Customers often reach out for advice about best practices or for troubleshooting complex reactions involving this boronic acid. It’s not unusual for our technical specialists to support medicinal and process chemists with protocol adjustments—for instance, adjusting catalyst levels or temperature settings after noticing subtle shifts in purity or granulation. We give feedback based on years of hands-on batch experience and working through pilot plant issues firsthand.
Sharing best practices extends to analytical techniques as well. We compare NMR patterns, triple-check melting points, and run head-to-head splitting studies against competitor materials whenever a new client switches sources. In some cases, simply switching the solvent for dissolution can boost yield and minimize side reactions. This kind of small, actionable advice can only come from paying close attention to many kilo-scale preparations and seeing the whole workflow from raw material to purified final product.
We believe in keeping our chemists’ network strong, as technology shifts often demand new coupling partners or process tweaks. When a novel coupling protocol emerges in the literature, we test our material’s performance and push out updates to regular clients. Our feedback loop proves itself in the long run: chemists working with our batches often report smoother scale-up and fewer unpredictable outcomes.
Maintaining a reliable pipeline for 2-trifluoromethyl-5-pyridineboric acid involves staying several steps ahead of the market. Competition for raw trifluoromethyl starting materials, energy costs, and changing regulatory expectations all shape production. We run ongoing risk assessments—not just chemical, but logistical and regulatory—because a disruption at any point can ripple forward. During periods of higher demand, we ramp up intermediate stock with clear batch tracking, limiting the risk of downstream shortages.

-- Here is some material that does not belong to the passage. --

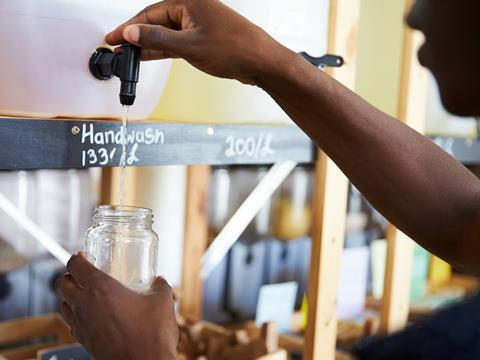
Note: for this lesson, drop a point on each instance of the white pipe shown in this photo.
(34, 230)
(244, 215)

One persistent challenge centers on controlling micro-scale moisture intrusion. Pyridineboronic acids with electron-withdrawing substituents can experience fractionally higher rates of caking or aggregation over months. Our investments in smart packaging, humidity sensors, and climate-controlled logistics pay off; we notice fewer customer complaints about handling issues even as we move more volume. As climate-related shipping risks grow, we continue to partner with logistics firms who have robust chemical shipping experience, especially when sending material across multiple continents.
Staying up to date on compliance presents its own learning curve. Regional demands for documentation and safety data keep shifting. Through direct dialogue with regulatory agencies and integrating client feedback, we keep all paperwork both current and accessible. Any time a major regulatory body updates their expectations, we rapidly revise our labeling, paperwork, and supporting data. Minimizing errors, omissions, or misunderstandings about quality or safety forestalls problems for all parties involved.
Chemists searching for strong, selective, fluorine-rich building blocks turn to 2-trifluoromethyl-5-pyridineboric acid again and again for a reason. From our perspective, consistent quality and reliability rest on constant monitoring and refining—not standing still. We keep investing in new purification, packing, and supply chain solutions so every lab and process plant relying on our product can focus less on sourcing and troubleshooting and more on creating the next generation of chemical solutions, pharmaceuticals, and crop protection agents.